На рассвете 25 ноября противник перешел в наступление против правого крыла Юго-Западного фронта. Войска Красной Армии под напором превосходящих сил вынуждены были с упорными боями отходить на восток и 4 декабря сдали Елец.
Старинный русский город встретил немцев полным безлюдьем и пожарами. Полки 95-й пехотной дивизии и 446-й полк 134-й пехотной дивизии, штурмовавшие город, оставили сотни трупов на молодом, едва припорошенном снегом льду реки Сосны.
Командир 134-й пехотной дивизии генерал Кохенгаузен, на рассвете морозного утра переезжая через Сосну, был до крайности рассержен тем, что командиры полков не приняли должных мер к захоронению убитых, которые валялись на реке среди брошенного оружия и снаряжения, среди трупов коней и вывернутых разрывами глыб льда. За ночь круто завернувший мороз подернул все тонкой изморозью, и встающее красное солнце ярко освещало следы страшного побоища.
На середине моста генерал приказал шоферу остановить машину и, выйдя на скользкие трескучие плахи настила, долго глядел на лед. Рядом с мостом ничком в луже крови лежал необычно длинный убитый солдат, он, видимо, не сразу умер, и от дыхания его каска с одного боку обросла пушистым куржаком.
Сухой морозный ветер сек дряблое, старушечье лицо генерала, а он все стоял, глядел на горящий город, на спускающийся с горы поток войск, и острый, перетянутый снизу подбородок его чуть-чуть вздрагивал.
Уж только потом, когда сел в машину и въехал в высокую часть города, когда увидел, что город пуст, горит и никто не тушит пожаров, генерал немного успокоился и спросил у своего адъютанта:
— Что есть Елец на русском языке?
— Кость, господин генерал. Кость, — с готовностью ответил уже немолодой вылощенный капитан-мазур, хорошо знавший о склонности генерала к русской топонимике. Зная еще и то, что генерал суеверен и в каждом новом названии видит определенное знамение, капитан тут же пояснил: — Кость, господин генерал, куриная. Маленькая. Вернее, косточка.

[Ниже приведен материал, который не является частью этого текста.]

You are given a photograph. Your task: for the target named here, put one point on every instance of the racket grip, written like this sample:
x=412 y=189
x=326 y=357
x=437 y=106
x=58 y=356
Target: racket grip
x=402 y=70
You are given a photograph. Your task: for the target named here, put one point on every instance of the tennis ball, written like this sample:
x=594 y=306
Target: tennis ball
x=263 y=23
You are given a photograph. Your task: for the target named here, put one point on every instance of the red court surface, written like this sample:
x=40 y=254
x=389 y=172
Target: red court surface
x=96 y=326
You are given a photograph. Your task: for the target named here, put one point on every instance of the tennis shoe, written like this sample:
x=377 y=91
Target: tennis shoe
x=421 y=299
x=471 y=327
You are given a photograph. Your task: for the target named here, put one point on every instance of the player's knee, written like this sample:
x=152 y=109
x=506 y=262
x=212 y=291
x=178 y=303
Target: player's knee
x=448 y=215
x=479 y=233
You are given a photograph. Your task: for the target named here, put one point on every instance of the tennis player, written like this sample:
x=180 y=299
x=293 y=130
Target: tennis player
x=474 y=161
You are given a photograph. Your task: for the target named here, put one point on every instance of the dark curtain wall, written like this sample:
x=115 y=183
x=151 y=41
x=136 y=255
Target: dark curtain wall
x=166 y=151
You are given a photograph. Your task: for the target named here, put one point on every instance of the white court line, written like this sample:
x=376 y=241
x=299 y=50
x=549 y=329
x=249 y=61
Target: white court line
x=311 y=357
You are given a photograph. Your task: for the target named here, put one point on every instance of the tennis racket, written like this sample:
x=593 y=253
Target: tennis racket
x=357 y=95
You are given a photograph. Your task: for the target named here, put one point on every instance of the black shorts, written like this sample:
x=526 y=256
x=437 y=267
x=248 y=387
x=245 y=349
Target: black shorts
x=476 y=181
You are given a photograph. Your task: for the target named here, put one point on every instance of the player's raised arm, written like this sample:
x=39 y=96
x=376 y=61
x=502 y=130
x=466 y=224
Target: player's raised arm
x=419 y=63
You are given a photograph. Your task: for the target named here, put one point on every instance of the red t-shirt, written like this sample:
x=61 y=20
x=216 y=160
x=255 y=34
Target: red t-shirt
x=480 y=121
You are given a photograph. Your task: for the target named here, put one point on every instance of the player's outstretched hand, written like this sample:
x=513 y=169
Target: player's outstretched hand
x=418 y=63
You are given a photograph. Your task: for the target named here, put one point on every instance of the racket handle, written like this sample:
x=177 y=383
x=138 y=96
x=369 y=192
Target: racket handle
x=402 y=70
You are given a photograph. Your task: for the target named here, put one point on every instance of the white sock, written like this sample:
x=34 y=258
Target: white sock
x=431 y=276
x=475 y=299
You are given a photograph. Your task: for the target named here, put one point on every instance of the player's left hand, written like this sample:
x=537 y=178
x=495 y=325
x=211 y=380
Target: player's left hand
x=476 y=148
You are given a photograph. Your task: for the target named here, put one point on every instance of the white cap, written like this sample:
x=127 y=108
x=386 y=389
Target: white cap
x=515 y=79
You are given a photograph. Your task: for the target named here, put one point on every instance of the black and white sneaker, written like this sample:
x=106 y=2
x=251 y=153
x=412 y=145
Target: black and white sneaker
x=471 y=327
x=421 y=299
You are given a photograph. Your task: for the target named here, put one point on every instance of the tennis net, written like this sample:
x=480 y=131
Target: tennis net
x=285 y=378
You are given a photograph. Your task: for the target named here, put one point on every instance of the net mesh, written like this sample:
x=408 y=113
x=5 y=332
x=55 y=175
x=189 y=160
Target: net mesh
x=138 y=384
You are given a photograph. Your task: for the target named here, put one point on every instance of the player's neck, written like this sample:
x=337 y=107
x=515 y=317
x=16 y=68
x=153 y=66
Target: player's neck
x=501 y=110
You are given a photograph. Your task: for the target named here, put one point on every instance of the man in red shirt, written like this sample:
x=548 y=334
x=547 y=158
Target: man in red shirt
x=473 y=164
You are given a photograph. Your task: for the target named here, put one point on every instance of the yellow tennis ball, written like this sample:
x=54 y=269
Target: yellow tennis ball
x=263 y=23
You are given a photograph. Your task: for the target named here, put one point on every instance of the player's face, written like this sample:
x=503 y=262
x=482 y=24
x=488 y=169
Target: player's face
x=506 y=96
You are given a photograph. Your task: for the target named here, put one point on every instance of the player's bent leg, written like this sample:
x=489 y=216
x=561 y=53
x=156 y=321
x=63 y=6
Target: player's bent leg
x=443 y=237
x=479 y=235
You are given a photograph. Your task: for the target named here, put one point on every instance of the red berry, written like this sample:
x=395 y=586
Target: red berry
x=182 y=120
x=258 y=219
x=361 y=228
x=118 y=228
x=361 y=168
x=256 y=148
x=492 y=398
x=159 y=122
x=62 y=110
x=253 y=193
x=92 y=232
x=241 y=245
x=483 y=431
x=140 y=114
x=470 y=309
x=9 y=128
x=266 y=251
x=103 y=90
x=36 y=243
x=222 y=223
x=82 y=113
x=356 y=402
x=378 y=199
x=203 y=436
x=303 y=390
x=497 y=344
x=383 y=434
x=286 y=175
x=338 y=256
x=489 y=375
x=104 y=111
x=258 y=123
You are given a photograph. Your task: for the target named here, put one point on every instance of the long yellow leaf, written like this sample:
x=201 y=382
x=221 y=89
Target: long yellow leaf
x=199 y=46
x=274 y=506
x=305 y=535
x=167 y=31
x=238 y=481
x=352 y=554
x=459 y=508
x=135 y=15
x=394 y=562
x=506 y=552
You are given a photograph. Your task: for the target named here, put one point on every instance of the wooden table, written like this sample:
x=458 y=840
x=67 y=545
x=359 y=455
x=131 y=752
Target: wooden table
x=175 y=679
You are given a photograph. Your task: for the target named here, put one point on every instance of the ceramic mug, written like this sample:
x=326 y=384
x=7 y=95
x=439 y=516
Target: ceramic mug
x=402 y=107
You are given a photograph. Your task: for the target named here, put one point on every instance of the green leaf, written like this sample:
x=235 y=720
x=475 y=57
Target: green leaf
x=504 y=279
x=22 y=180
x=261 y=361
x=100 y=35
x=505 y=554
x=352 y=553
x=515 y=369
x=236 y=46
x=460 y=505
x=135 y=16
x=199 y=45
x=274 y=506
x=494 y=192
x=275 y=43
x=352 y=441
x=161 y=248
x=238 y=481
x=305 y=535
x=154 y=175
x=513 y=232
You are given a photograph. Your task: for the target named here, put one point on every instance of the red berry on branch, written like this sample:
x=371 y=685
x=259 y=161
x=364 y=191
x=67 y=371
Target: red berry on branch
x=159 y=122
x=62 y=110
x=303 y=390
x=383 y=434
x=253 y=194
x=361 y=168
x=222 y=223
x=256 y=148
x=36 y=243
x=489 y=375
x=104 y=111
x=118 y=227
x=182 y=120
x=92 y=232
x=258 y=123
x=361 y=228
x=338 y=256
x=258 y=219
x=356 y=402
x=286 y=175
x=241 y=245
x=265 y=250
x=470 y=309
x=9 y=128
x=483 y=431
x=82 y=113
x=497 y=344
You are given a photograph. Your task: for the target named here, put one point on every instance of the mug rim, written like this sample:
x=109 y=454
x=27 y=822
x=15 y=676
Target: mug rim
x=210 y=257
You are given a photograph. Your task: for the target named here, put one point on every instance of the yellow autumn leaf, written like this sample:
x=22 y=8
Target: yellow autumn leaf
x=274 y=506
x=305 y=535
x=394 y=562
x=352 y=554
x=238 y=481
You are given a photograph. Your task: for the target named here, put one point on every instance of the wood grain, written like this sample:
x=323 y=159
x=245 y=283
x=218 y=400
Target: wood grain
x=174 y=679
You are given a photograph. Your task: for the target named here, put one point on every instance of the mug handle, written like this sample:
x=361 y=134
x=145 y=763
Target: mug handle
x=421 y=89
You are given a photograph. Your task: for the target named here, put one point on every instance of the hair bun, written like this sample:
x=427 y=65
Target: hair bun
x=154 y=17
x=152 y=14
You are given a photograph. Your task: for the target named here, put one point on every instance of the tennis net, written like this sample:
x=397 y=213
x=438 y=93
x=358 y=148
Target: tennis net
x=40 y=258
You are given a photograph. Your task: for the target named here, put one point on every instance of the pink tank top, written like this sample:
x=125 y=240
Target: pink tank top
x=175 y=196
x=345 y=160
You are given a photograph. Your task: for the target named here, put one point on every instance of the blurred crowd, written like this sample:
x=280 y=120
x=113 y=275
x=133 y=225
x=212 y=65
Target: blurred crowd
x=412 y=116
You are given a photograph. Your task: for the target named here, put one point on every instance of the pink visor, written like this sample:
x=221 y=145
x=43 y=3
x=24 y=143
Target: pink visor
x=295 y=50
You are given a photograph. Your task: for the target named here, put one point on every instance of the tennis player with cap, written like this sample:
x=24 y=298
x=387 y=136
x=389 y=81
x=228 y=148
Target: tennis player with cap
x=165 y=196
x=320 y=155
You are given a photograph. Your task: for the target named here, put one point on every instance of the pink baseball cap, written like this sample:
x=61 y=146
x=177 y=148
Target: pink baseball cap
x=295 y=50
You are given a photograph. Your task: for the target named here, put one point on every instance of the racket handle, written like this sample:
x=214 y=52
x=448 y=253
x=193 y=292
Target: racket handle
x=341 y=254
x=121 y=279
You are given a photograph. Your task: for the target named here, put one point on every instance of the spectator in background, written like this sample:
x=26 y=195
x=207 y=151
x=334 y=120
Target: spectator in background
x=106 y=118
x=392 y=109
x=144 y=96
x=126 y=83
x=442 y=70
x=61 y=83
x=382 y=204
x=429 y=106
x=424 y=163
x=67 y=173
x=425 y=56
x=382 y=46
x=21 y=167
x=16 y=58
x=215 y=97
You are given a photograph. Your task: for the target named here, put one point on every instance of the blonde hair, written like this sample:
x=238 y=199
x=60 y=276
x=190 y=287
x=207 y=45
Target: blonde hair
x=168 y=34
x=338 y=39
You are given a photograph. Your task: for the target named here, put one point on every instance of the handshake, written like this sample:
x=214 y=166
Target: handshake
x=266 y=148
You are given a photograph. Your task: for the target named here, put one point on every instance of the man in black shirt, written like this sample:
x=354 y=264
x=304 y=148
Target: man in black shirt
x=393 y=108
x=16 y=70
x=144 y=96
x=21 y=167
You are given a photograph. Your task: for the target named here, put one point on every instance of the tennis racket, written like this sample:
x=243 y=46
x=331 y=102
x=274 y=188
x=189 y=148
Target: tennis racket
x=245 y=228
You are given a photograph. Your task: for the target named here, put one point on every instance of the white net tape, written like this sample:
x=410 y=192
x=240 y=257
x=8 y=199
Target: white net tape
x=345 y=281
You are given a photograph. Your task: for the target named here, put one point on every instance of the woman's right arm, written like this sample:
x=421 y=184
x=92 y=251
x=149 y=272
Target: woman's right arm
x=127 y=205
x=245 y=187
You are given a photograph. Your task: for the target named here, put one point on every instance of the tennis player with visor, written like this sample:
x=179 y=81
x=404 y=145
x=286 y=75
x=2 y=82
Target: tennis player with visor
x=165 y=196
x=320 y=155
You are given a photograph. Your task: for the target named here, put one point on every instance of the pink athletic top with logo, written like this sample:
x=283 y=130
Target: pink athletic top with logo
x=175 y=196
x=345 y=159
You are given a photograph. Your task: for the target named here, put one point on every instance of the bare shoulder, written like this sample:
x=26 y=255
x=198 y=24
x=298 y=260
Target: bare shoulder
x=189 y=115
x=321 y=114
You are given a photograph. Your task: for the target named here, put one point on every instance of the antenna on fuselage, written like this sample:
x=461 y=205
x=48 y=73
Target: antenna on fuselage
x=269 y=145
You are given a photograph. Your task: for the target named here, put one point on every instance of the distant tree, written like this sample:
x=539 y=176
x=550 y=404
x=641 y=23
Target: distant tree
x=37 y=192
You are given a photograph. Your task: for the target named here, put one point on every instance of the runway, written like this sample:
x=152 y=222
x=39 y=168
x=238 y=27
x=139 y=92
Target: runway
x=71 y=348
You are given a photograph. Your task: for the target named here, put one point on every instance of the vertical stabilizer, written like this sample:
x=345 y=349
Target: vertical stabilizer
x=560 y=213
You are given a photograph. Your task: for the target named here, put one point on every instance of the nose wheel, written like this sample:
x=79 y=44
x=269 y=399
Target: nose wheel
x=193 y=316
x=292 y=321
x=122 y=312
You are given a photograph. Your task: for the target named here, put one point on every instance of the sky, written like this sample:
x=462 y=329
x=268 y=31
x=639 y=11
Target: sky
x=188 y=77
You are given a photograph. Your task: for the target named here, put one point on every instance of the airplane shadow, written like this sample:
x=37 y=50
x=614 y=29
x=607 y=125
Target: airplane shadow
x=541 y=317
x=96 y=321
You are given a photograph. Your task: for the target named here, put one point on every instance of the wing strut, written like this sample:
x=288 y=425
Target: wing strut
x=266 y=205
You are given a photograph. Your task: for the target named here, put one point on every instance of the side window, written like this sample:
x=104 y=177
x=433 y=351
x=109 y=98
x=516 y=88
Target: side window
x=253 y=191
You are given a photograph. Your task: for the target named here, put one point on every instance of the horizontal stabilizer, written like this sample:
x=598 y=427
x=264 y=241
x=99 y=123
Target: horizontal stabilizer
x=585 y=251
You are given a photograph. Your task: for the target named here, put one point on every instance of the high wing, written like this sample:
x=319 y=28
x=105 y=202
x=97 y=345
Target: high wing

Но настроение генерала уже упало, и все ему сделалось ненавистным и раздражающим: заныла левая, перебитая еще в Испании нога; вдруг закружило голову: видимо, в машине было чадно, потому что мотор все время работал на больших оборотах; сзади в правое плечо сквозило холодом. «Кость, Не подавиться бы ею».
Неудовольствие вызвало у генерала и здание, выбранное квартирьером для штаба: окна маленькие, стены почти метровой толщины, однако все уже успело простыть, и дом гулко звенел под сапогами штабных чинов. Правда, кабинет генерала как-то ухитрились натопить, но все равно остывшие стены и потолок покрылись испариной и потемнели. Не хотелось снимать с плеч шинель, подбитую лисьим мехом, и генерал только расстегнул пуговицы, долго ходил по кабинету, прихрамывая на больную ногу. Иногда он останавливался перед приколотой к стене оперативной картой, смотрел на нее и с сумрачным предчувствием думал о том, что взята еще одна река. А впереди Дон! Командующий армией на объединенном совещании в Ливнах прозрачно намекнул, что на рубеже реки Дона войска станут на зимние квартиры. Но это не радовало Кохенгаузена.